Step 1 — A shell tool that cannot eat your laptop
The first instinct most people have is os.system(cmd). Do not do that. Use asyncio.create_subprocess_shell with a timeout, capture stdout and stderr separately, truncate huge outputs, and always run inside an explicit working directory.
import asyncio, os, shlex
from pathlib import Path
MAX_OUTPUT = 8_000 # characters
DEFAULT_TIMEOUT = 30 # seconds
async def run_shell(cmd: str, cwd: Path, timeout: int = DEFAULT_TIMEOUT) -> dict:
"""Run a shell command inside cwd with a hard timeout."""
proc = await asyncio.create_subprocess_shell(
cmd,
cwd=str(cwd),
stdout=asyncio.subprocess.PIPE,
stderr=asyncio.subprocess.PIPE,
env={**os.environ, "PAGER": "cat", "GIT_PAGER": "cat"},
)
try:
out, err = await asyncio.wait_for(proc.communicate(), timeout=timeout)
except asyncio.TimeoutError:
proc.kill()
return {"exit_code": 124, "stdout": "", "stderr": f"timeout after {timeout}s"}
def trim(b: bytes) -> str:
s = b.decode("utf-8", errors="replace")
return s if len(s) <= MAX_OUTPUT else s[:MAX_OUTPUT] + f"\n... [truncated {len(s) - MAX_OUTPUT} chars]"

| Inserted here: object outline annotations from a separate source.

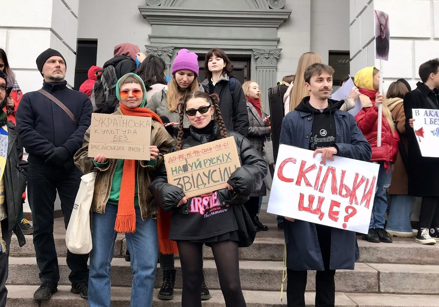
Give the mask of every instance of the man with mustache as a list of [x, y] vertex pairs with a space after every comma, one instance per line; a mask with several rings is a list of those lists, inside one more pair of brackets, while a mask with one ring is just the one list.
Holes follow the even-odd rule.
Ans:
[[[334, 155], [369, 161], [370, 145], [353, 116], [339, 109], [344, 101], [328, 99], [334, 72], [321, 63], [306, 69], [305, 87], [309, 96], [284, 117], [279, 143], [313, 150], [314, 156], [321, 155], [324, 165]], [[284, 219], [288, 307], [305, 307], [308, 270], [317, 271], [316, 306], [334, 306], [335, 270], [353, 270], [359, 255], [355, 233], [289, 217]]]
[[[28, 195], [41, 282], [34, 298], [41, 300], [57, 292], [59, 280], [53, 236], [57, 192], [67, 228], [82, 176], [75, 167], [73, 155], [82, 145], [93, 107], [86, 95], [67, 87], [65, 60], [59, 52], [47, 49], [36, 58], [36, 66], [44, 78], [43, 87], [23, 95], [15, 118], [18, 134], [29, 154]], [[88, 288], [88, 254], [67, 251], [71, 291], [85, 299]]]

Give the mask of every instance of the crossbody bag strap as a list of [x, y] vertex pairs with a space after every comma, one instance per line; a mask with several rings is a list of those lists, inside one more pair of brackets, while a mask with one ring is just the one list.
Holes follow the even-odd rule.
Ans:
[[52, 95], [51, 94], [48, 92], [47, 91], [45, 91], [42, 88], [39, 89], [37, 91], [37, 92], [39, 93], [41, 93], [47, 98], [55, 102], [55, 103], [58, 106], [62, 109], [68, 115], [68, 117], [70, 117], [70, 119], [73, 122], [73, 123], [75, 124], [75, 126], [77, 127], [78, 127], [78, 121], [75, 117], [75, 116], [73, 115], [73, 113], [72, 113], [71, 111], [68, 109], [68, 108], [66, 107], [64, 103], [60, 101], [58, 98]]

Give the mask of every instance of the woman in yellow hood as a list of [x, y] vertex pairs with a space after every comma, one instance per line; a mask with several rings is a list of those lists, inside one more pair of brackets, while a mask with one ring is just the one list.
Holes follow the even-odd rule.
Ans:
[[[377, 192], [374, 199], [372, 217], [368, 233], [363, 239], [369, 242], [391, 243], [392, 240], [384, 230], [384, 215], [387, 209], [386, 192], [392, 179], [391, 163], [395, 162], [399, 140], [395, 131], [392, 114], [383, 104], [383, 96], [378, 92], [380, 71], [375, 67], [363, 68], [355, 75], [355, 83], [358, 87], [363, 109], [355, 116], [357, 124], [372, 147], [372, 161], [380, 165], [377, 180]], [[383, 116], [378, 118], [378, 106], [382, 104]], [[382, 122], [381, 146], [377, 147], [378, 120]]]

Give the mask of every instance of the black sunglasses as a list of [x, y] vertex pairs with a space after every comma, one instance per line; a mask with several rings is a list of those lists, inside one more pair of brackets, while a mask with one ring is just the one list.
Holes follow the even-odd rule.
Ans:
[[200, 112], [200, 114], [204, 114], [205, 113], [207, 113], [207, 111], [209, 110], [209, 109], [212, 106], [212, 105], [210, 105], [208, 106], [202, 106], [199, 109], [197, 109], [196, 110], [186, 110], [186, 114], [189, 116], [194, 116], [196, 114], [197, 114], [197, 112]]

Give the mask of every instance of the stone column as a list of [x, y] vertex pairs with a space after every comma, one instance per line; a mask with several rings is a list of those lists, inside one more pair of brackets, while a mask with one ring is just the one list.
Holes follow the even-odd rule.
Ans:
[[253, 55], [256, 60], [256, 81], [259, 85], [262, 93], [264, 112], [270, 113], [268, 106], [268, 90], [276, 85], [277, 59], [281, 55], [280, 49], [253, 49]]
[[148, 45], [145, 45], [145, 47], [146, 48], [147, 56], [152, 54], [158, 56], [165, 61], [165, 64], [166, 64], [165, 72], [167, 75], [170, 76], [169, 67], [171, 66], [171, 59], [172, 58], [172, 56], [174, 54], [174, 48], [175, 47], [174, 46], [153, 47]]

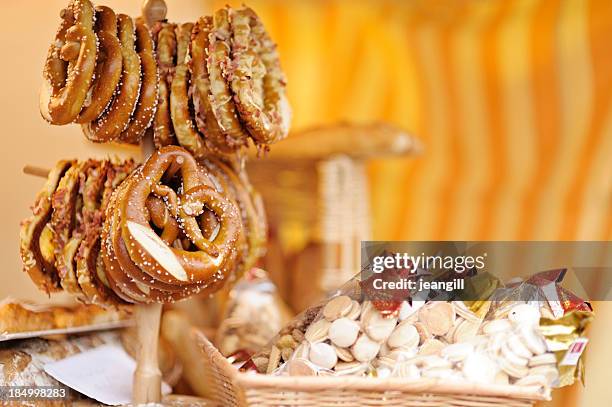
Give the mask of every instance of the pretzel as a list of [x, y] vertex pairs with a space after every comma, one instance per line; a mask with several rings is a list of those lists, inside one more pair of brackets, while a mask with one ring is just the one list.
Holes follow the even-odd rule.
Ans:
[[221, 160], [208, 157], [202, 161], [202, 165], [218, 180], [221, 180], [224, 188], [232, 191], [240, 209], [247, 238], [240, 265], [234, 273], [236, 276], [240, 276], [246, 270], [250, 270], [265, 254], [267, 226], [265, 214], [261, 213], [263, 210], [261, 199], [253, 191], [248, 179], [238, 176]]
[[291, 121], [276, 44], [252, 9], [229, 13], [232, 63], [224, 67], [240, 119], [257, 143], [275, 143], [287, 137]]
[[190, 43], [191, 60], [191, 100], [194, 120], [208, 150], [218, 154], [229, 154], [235, 151], [236, 145], [230, 145], [219, 127], [209, 100], [210, 81], [206, 66], [209, 35], [212, 30], [212, 17], [201, 17], [195, 24]]
[[[23, 269], [36, 286], [46, 293], [61, 290], [60, 279], [55, 269], [51, 229], [47, 227], [51, 219], [51, 196], [73, 164], [73, 161], [60, 161], [51, 169], [43, 189], [36, 197], [32, 216], [21, 224], [19, 251]], [[46, 233], [43, 232], [45, 230]], [[43, 234], [47, 236], [46, 239], [43, 239]]]
[[[189, 293], [178, 287], [167, 285], [169, 290], [151, 287], [157, 281], [144, 273], [131, 260], [121, 237], [120, 203], [133, 176], [128, 177], [114, 192], [106, 210], [102, 230], [102, 259], [106, 277], [113, 291], [124, 301], [132, 303], [173, 302], [185, 298]], [[163, 284], [163, 283], [162, 283]], [[170, 291], [172, 290], [172, 291]]]
[[[160, 180], [170, 166], [179, 165], [182, 190], [178, 217], [197, 251], [168, 247], [149, 227], [145, 211], [148, 196], [160, 189]], [[227, 260], [236, 250], [240, 218], [238, 209], [211, 185], [194, 158], [184, 149], [165, 147], [155, 152], [129, 185], [121, 208], [121, 235], [130, 258], [140, 269], [163, 282], [189, 288], [193, 284], [210, 285], [229, 273]], [[206, 209], [219, 220], [219, 231], [207, 240], [197, 217]]]
[[170, 116], [178, 143], [194, 156], [201, 157], [206, 153], [206, 146], [191, 118], [187, 96], [189, 71], [185, 58], [192, 28], [193, 24], [185, 23], [179, 25], [176, 30], [177, 63], [170, 85]]
[[85, 228], [75, 258], [77, 280], [87, 302], [102, 306], [121, 302], [108, 286], [104, 270], [100, 268], [100, 231], [104, 221], [102, 203], [107, 175], [112, 170], [112, 164], [103, 161], [87, 171], [82, 185]]
[[207, 69], [210, 81], [210, 103], [225, 143], [237, 150], [247, 145], [248, 133], [238, 119], [232, 92], [224, 78], [223, 66], [231, 64], [231, 32], [227, 9], [218, 10], [213, 17], [213, 31], [209, 36]]
[[119, 139], [125, 143], [137, 144], [144, 136], [145, 130], [153, 122], [155, 110], [157, 109], [157, 61], [155, 60], [155, 45], [147, 26], [136, 22], [136, 49], [140, 56], [141, 64], [141, 86], [140, 96], [136, 109], [127, 129], [121, 133]]
[[98, 54], [94, 79], [77, 123], [95, 120], [110, 103], [121, 79], [121, 43], [117, 39], [117, 16], [106, 6], [97, 6], [95, 30], [98, 37]]
[[73, 121], [85, 102], [96, 65], [94, 9], [89, 0], [72, 0], [49, 47], [40, 91], [40, 113], [51, 124]]
[[106, 112], [83, 124], [85, 136], [94, 142], [115, 140], [129, 124], [140, 89], [140, 58], [134, 49], [134, 22], [125, 14], [117, 15], [123, 70], [116, 95]]
[[[108, 280], [113, 289], [126, 301], [136, 303], [174, 302], [202, 290], [209, 290], [207, 284], [192, 284], [189, 287], [181, 287], [161, 282], [155, 276], [144, 273], [132, 261], [118, 225], [122, 219], [120, 203], [126, 199], [125, 193], [133, 185], [134, 180], [135, 175], [133, 174], [121, 184], [113, 193], [107, 209], [102, 240], [103, 260], [106, 264]], [[148, 202], [152, 202], [150, 198], [151, 196], [147, 199]], [[152, 216], [152, 218], [154, 217]]]
[[88, 170], [95, 165], [94, 160], [74, 164], [61, 179], [51, 198], [53, 214], [50, 223], [54, 231], [55, 267], [62, 288], [77, 298], [83, 297], [74, 263], [84, 228], [81, 191]]
[[172, 118], [170, 117], [170, 86], [168, 76], [174, 68], [176, 36], [174, 24], [159, 23], [157, 31], [157, 65], [159, 66], [159, 92], [157, 111], [153, 120], [153, 141], [156, 148], [176, 144]]

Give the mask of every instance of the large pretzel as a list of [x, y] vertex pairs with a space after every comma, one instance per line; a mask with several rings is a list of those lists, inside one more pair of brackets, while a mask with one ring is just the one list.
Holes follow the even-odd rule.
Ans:
[[52, 230], [48, 226], [52, 213], [51, 196], [73, 164], [73, 161], [60, 161], [51, 170], [45, 186], [36, 197], [32, 216], [21, 225], [19, 240], [23, 269], [36, 286], [46, 293], [61, 291], [55, 269]]
[[[181, 287], [159, 282], [144, 273], [130, 258], [121, 237], [121, 202], [133, 182], [130, 176], [114, 192], [106, 211], [102, 232], [102, 258], [106, 266], [106, 277], [113, 291], [124, 301], [135, 303], [173, 302], [192, 294]], [[157, 288], [156, 285], [163, 285]], [[197, 290], [194, 286], [192, 289]]]
[[121, 133], [119, 139], [130, 144], [137, 144], [145, 134], [145, 130], [153, 122], [157, 108], [157, 61], [155, 60], [155, 44], [149, 29], [142, 21], [136, 22], [136, 49], [140, 56], [142, 68], [142, 83], [138, 104], [132, 114], [127, 129]]
[[140, 89], [140, 58], [134, 45], [134, 22], [125, 14], [117, 15], [123, 71], [115, 98], [106, 112], [96, 120], [83, 124], [83, 132], [91, 141], [106, 142], [119, 137], [129, 124]]
[[115, 88], [121, 79], [121, 43], [117, 38], [117, 16], [106, 6], [96, 7], [96, 35], [98, 37], [98, 54], [96, 71], [88, 99], [83, 110], [76, 118], [77, 123], [88, 123], [95, 120], [110, 103]]
[[94, 9], [72, 0], [49, 47], [40, 91], [40, 113], [51, 124], [72, 122], [87, 98], [96, 66]]
[[196, 157], [202, 157], [206, 153], [206, 146], [191, 118], [187, 95], [189, 70], [185, 59], [188, 55], [192, 28], [191, 23], [180, 24], [177, 27], [177, 61], [170, 86], [170, 115], [179, 144]]
[[250, 8], [229, 13], [232, 63], [224, 67], [240, 118], [257, 143], [275, 143], [287, 137], [291, 121], [276, 44]]
[[[159, 191], [160, 181], [172, 164], [178, 164], [182, 177], [182, 190], [178, 216], [185, 234], [197, 251], [168, 248], [151, 233], [144, 206], [147, 197]], [[240, 232], [238, 208], [217, 192], [211, 184], [202, 182], [203, 170], [193, 156], [177, 147], [166, 147], [154, 153], [143, 166], [138, 179], [129, 188], [121, 202], [122, 236], [132, 260], [147, 274], [160, 280], [190, 285], [206, 283], [217, 272], [226, 272], [226, 262]], [[213, 240], [204, 237], [197, 221], [205, 209], [216, 215], [219, 231]], [[163, 254], [166, 250], [165, 255]], [[160, 254], [161, 253], [161, 254]]]

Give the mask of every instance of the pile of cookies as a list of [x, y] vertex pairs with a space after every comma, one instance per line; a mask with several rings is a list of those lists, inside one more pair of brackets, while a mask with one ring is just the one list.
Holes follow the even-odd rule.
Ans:
[[250, 8], [156, 23], [72, 0], [48, 51], [40, 111], [94, 142], [178, 144], [196, 157], [287, 136], [291, 109], [276, 45]]
[[537, 330], [535, 306], [514, 303], [505, 315], [483, 321], [461, 301], [405, 301], [398, 312], [383, 315], [371, 301], [336, 296], [290, 358], [283, 351], [280, 358], [271, 355], [265, 371], [538, 386], [558, 377], [556, 358]]

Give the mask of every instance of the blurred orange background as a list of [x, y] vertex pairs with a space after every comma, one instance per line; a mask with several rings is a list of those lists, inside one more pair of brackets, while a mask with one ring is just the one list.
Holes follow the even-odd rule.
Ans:
[[[42, 298], [20, 272], [18, 222], [41, 186], [23, 165], [138, 154], [40, 118], [43, 61], [66, 2], [2, 2], [0, 298]], [[139, 0], [102, 3], [139, 14]], [[167, 3], [169, 19], [192, 21], [227, 2]], [[371, 163], [374, 238], [612, 237], [612, 2], [248, 3], [279, 44], [294, 129], [387, 120], [425, 144], [417, 159]], [[548, 405], [612, 405], [612, 306], [596, 311], [586, 389], [556, 392]]]

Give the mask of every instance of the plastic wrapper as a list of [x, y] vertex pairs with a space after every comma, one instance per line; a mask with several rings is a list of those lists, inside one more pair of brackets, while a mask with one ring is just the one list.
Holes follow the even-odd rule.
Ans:
[[589, 302], [562, 287], [566, 273], [566, 269], [543, 271], [496, 290], [487, 315], [490, 320], [502, 318], [517, 303], [538, 311], [538, 331], [556, 359], [558, 378], [554, 387], [573, 384], [576, 378], [584, 379], [582, 354], [588, 343], [586, 331], [594, 317]]
[[[478, 279], [497, 286], [493, 278]], [[374, 296], [367, 287], [356, 276], [330, 299], [307, 308], [243, 369], [376, 374], [379, 365], [389, 365], [392, 359], [435, 354], [448, 343], [475, 335], [487, 313], [486, 301], [430, 301], [424, 307], [425, 300]]]
[[232, 288], [216, 342], [224, 356], [252, 355], [285, 326], [293, 314], [264, 270], [254, 268]]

return {"exit_code": proc.returncode, "stdout": trim(out), "stderr": trim(err)}
Three details matter. cwd means an absent cd cannot escape the project. PAGER=cat stops git log from hanging waiting for a terminal. The truncation stops a runaway find / from blowing past your context window in one tool call.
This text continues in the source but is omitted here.